出産手当金

働く女性のために

出産育児一時金は働いていない女性でも支給を受けることができましたが、出産手当金は働いている人で産休を取得した女性が貰える助成金です。

健康保険法第102条にて定められている出産手当金について確認してみましょう。

対象者は?

出産手当金の支給を受けるには、産休を取得するという前提条件がありますので、現在就業中である必要があります。

また、会社の健康保険(社会保険)に加入しており、1年以上は被保険者でなければいけないという条件もあります。

支給額は?

出産手当金の支給額は、産休に入る前の標準報酬日額の、3分の2の金額を産休中の日数分となります。

標準報酬日額とは、健康保険料などを決める際にも利用されまして、入社した時の賃金、または4月から6月までの賃金の平均などにより求められた標準報酬月額を30で割った金額となります。

産休の日数により変わる支給額

産休は人それぞれに取得する日数が違う場合があります。
産前休業を取らない人もいれば、産後休業を6週間で終了し復職する人もおります。
また、産前休業は出産日までとなりますので、予定日よりも出産が早まれば、産前休業は短く、予定日を過ぎての出産では産前休業は長くなります。

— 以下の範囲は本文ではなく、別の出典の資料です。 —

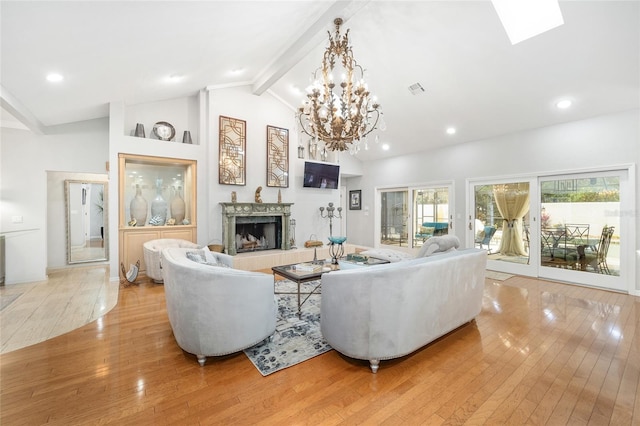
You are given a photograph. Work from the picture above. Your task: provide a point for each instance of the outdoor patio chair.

出産手当金はあくまで産休を取得した日数により、支給額が決定されますので、体調、仕事の忙しさ、受けられる支給額を考慮して計画的に産休を取得しましょう。

具体的な支給額の計算例

標準報酬月額が24万円だとし、産前休業を42日(6週間)、産後休業を56日(8週間)の計98日を取得した場合の出産手当金の支給額は以下のようになります。

標準報酬日額:240000÷30=8,000円

3分の2:8000×2÷3=5,333.33…… 50銭以上切り上げより:5334円

98日分:5334×98=522,732円

規定されている産休を全て取得した場合は、出産手当金として52万円を超える金額の支給を受けることができます。

有給の場合

産休中に給与の支払が行われている場合は、その給与の金額により出産手当金の金額がきまります。

標準報酬月額の3分の2以上の給与を貰っている場合は、出産手当金の支給を受けるコトはできません。

給与が3分の2に満たない場合は、標準報酬月額の3分の2と給与の差額を出産手当金として受け取ることができます。

手続きの仕方

手続方法としましては、まず会社の総務課などの担当窓口より申請書(健康保険出産手当金支給申請書)を受け取り、必要事項を記入します。
会社にて申請書を受け取れない場合は、管轄の社会保険事務所か、健康保険組合にて受け取ることができます。

申請書には医師による記入欄がありますので、出産に伴い入院する場合などに持っていき、担当医師に記入してもらうようにしましょう。

また事業主による記入欄がありますので、産後休業後に会社担当窓口に問い合わせし、記入してもらいましょう。

必要事項を全て記入した申請書を、会社または社会保険事務所に提出することで申請が終了します。

申請することができる期間

出産手当金は、出産した翌日から2年後までに申請することで全額支給を受けることができます。
2年間を過ぎた場合は1日ずつ支給額が減ってしまいます。

退職時の出産手当金

2007年4月より制度が変更され、産休中に健康保険に加入している女性に限り受け取ることができる出産手当金ですが、それ以前は退職後6ヶ月以内に出産した人や、退職後も健康保険を任意継続していた人も支給を受けることができました。

依然として多い出産による解雇

法律で禁止されているので、出産、産休を原因として直接解雇は行われませんが、退職を勧めてきたりということは現在も多く行われているそうです。

復職の意志があるにも関わらず退社に追い込まれそうな場合は、労働局へ相談することをお勧めしますが、出産を期に退職を考えている人は、産休を取得できるかにより、出産手当金の支給を受けられるのかが変わってきます。

退社しつつ出産手当金を貰う方法

健康保険法第104条に出産手当金の継続給付に関する条文がありまして、健康保険の資格を喪失する前に、出産手当金の支給を受けている場合には、継続して出産手当金の給付を受けることができると記述されております。

出産手当金の支給対象日は出産予定日の42日前からになりますので、産休を1日でも取得することができ、その後退社した場合には、出産手当金の支給を受けることができるのです。

会社が産休後の退社を認めてくれるかは相談次第となりますが、上記のことを考慮し退社するか継続して働くか検討してみてはいかがでしょうか。